M&A and Market Volatility Add Strategic Uncertainty
Despite an estimated $11 billion of capital capacity through 2028, management acknowledged that recent share-price volatility in the broader software sector and a pullback in valuations are adding complexity to the M&A environment. This uncertainty can affect both the timing and the pricing of potential larger strategic deals. Executives reiterated that the company will remain disciplined and selective, focusing on strategic fit and returns rather than deploying capital simply because it is available. For now, Thomson Reuters appears content to lean on tuck-in acquisitions, organic investment, and capital returns while monitoring private-market conditions.
Forward Guidance Highlights Sustained Growth and AI-Driven Upside
Looking ahead, Thomson Reuters reiterated its 2026 financial framework, anchoring investor expectations around sustained mid-to-high single-digit organic growth and steady margin expansion. The company is guiding total organic revenue growth of 7.5%–8.0%, with the Big Three segments around 9.5% and segment targets of 8%–9% for Legal Professionals, 9%–11% for Corporates, and 11%–13% for Tax, Audit & Accounting. Management expects adjusted EBITDA margins to expand by another 100 basis points from the 39.2% achieved in 2025, with a plan to continue delivering 100 basis points of annual expansion through 2028. The effective tax rate is expected to be about 19%, with cash taxes roughly 5 percentage points lower, and accrued capital expenditures are projected at around 8% of revenue. Free cash flow is forecast at approximately $2.1 billion in 2026, up from $1.95 billion in 2025. For the first quarter, the company guided to about 7% organic revenue growth and an adjusted EBITDA margin of roughly 42%. On capital allocation, Thomson Reuters plans to return about 75% of free cash flow to shareholders, including a 10% dividend increase to $2.62 per share and an implied roughly $500 million of share repurchases in 2026, following the $1 billion buyback completed in 2025.
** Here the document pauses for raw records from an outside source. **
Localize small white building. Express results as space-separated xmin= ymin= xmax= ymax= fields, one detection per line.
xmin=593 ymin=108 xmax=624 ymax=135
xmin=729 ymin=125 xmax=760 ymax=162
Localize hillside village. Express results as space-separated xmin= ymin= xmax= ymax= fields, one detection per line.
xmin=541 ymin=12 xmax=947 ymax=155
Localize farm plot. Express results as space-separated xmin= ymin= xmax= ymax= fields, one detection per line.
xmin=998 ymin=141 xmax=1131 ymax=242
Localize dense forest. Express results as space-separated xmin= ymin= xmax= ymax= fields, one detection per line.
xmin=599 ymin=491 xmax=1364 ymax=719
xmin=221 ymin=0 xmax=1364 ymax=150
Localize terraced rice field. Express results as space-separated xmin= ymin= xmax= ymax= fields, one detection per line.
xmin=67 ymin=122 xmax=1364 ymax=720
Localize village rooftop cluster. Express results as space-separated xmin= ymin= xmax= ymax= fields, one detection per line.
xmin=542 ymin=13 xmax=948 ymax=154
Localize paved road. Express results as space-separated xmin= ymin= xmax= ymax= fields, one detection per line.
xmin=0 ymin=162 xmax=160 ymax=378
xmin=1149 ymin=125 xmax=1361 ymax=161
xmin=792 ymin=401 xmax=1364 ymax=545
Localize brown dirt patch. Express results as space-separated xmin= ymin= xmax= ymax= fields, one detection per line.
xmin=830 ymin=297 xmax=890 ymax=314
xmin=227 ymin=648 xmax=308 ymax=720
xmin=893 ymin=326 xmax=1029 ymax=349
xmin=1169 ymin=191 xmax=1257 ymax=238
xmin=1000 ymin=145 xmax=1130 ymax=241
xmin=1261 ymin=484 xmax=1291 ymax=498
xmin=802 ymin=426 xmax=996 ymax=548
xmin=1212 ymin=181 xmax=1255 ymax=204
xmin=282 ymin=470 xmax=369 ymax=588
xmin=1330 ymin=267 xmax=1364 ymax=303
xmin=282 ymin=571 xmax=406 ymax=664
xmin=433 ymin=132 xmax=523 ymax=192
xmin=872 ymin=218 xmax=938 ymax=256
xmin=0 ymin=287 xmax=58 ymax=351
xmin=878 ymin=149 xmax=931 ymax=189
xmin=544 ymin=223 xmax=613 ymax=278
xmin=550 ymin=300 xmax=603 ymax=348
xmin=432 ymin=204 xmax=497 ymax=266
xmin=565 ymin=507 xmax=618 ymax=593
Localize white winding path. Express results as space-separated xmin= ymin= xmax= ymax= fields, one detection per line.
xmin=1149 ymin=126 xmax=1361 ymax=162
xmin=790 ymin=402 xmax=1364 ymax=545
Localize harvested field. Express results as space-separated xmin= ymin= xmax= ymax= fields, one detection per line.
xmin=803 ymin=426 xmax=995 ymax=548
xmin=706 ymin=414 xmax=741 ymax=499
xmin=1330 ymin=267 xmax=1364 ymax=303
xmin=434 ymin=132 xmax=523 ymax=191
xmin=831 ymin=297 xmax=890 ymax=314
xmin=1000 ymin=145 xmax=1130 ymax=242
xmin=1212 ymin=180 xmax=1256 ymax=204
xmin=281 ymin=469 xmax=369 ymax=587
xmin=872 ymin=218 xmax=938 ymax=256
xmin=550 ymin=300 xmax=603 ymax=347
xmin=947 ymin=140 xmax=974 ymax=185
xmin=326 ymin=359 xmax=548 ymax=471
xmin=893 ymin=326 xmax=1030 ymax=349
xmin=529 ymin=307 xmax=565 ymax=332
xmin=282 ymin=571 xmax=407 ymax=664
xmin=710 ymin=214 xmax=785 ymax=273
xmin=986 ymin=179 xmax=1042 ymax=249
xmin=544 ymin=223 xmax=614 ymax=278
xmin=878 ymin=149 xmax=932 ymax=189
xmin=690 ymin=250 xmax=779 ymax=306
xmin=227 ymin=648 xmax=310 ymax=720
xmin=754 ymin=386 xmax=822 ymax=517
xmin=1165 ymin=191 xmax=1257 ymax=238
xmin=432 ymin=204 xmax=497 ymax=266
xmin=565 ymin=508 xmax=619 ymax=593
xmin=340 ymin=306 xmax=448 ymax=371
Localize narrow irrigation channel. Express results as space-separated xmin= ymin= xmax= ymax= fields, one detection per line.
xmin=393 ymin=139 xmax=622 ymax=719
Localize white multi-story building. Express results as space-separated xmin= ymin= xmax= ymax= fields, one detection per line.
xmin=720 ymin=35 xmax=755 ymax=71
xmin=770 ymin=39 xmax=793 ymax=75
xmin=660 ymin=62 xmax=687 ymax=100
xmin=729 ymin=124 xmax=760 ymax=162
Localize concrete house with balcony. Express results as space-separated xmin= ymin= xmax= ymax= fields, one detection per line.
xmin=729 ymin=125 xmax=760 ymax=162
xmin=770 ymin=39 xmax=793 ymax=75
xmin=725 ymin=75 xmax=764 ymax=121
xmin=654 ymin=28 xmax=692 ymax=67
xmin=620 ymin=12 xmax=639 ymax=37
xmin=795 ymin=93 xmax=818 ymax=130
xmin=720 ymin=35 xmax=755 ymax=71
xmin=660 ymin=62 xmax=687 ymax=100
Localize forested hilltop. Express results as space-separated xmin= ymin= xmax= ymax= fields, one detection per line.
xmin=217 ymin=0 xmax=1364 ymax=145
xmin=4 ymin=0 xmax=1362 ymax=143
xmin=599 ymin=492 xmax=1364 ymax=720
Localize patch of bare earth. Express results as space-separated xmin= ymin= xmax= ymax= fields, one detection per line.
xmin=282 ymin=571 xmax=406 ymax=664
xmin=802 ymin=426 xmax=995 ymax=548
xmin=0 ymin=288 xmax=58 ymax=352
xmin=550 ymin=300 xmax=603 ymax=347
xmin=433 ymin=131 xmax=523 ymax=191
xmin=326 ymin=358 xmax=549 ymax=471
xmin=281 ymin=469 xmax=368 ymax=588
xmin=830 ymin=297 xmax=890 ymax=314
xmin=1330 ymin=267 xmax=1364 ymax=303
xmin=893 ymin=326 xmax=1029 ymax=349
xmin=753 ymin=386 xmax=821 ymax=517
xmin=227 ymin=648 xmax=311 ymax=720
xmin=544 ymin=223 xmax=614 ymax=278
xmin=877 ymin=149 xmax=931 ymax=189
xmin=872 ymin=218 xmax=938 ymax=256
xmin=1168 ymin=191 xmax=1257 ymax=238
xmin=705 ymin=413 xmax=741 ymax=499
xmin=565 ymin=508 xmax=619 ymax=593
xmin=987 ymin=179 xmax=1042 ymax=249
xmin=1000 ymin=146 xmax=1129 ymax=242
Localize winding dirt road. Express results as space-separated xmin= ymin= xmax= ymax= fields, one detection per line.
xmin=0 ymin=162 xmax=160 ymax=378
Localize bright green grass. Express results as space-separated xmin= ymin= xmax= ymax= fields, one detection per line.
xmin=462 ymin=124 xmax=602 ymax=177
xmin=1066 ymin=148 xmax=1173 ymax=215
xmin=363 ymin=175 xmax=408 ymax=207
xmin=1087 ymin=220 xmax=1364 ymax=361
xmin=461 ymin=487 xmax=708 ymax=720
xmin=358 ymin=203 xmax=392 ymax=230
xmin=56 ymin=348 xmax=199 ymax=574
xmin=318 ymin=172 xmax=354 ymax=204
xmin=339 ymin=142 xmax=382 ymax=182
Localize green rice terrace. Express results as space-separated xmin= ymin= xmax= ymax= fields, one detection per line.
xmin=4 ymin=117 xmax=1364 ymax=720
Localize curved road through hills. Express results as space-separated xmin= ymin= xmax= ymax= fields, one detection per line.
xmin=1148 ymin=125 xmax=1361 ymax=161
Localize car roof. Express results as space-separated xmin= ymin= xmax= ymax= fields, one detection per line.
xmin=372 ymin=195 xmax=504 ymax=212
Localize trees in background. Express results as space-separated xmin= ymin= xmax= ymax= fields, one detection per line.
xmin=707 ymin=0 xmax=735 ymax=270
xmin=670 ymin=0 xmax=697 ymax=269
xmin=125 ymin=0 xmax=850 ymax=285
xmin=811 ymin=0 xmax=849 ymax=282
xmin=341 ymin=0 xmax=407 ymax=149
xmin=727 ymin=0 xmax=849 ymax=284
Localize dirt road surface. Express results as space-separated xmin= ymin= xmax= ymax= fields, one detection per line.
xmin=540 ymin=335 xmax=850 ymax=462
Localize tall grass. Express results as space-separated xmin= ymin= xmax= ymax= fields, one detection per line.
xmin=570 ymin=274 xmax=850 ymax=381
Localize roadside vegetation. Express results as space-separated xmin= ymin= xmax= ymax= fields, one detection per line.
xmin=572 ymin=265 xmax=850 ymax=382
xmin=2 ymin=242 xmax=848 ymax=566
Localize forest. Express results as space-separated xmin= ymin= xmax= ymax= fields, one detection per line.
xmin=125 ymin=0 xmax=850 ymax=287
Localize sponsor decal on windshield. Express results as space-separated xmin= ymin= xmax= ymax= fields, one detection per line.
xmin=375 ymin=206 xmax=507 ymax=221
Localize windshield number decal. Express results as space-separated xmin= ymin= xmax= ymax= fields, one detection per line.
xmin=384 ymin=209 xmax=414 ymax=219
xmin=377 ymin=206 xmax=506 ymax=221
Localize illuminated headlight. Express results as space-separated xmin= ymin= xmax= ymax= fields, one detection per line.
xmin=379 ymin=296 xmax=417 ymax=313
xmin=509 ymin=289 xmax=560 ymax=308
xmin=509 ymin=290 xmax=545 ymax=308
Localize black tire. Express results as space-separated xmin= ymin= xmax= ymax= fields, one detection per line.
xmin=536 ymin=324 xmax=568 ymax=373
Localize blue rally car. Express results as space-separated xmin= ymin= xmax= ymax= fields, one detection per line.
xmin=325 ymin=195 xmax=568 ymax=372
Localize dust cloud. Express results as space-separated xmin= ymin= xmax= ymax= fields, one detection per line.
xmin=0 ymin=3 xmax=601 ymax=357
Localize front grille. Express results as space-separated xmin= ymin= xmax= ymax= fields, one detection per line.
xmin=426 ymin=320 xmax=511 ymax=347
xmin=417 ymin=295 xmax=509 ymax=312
In sum, the earnings call painted a picture of a company executing well on growth, profitability, and cash generation, while positioning itself early in the AI-driven transformation of professional information services. Short-term issues—such as print decline, government-related variability, restructuring charges, and modest finance and licensing noise—were acknowledged but framed as manageable within a larger story of strengthening fundamentals. For investors, the key takeaways are the durability of revenue growth in the Big Three, visible margin expansion, rising AI adoption across both products and operations, and a shareholder-friendly capital allocation policy backed by strong free cash flow and a sizable capital capacity.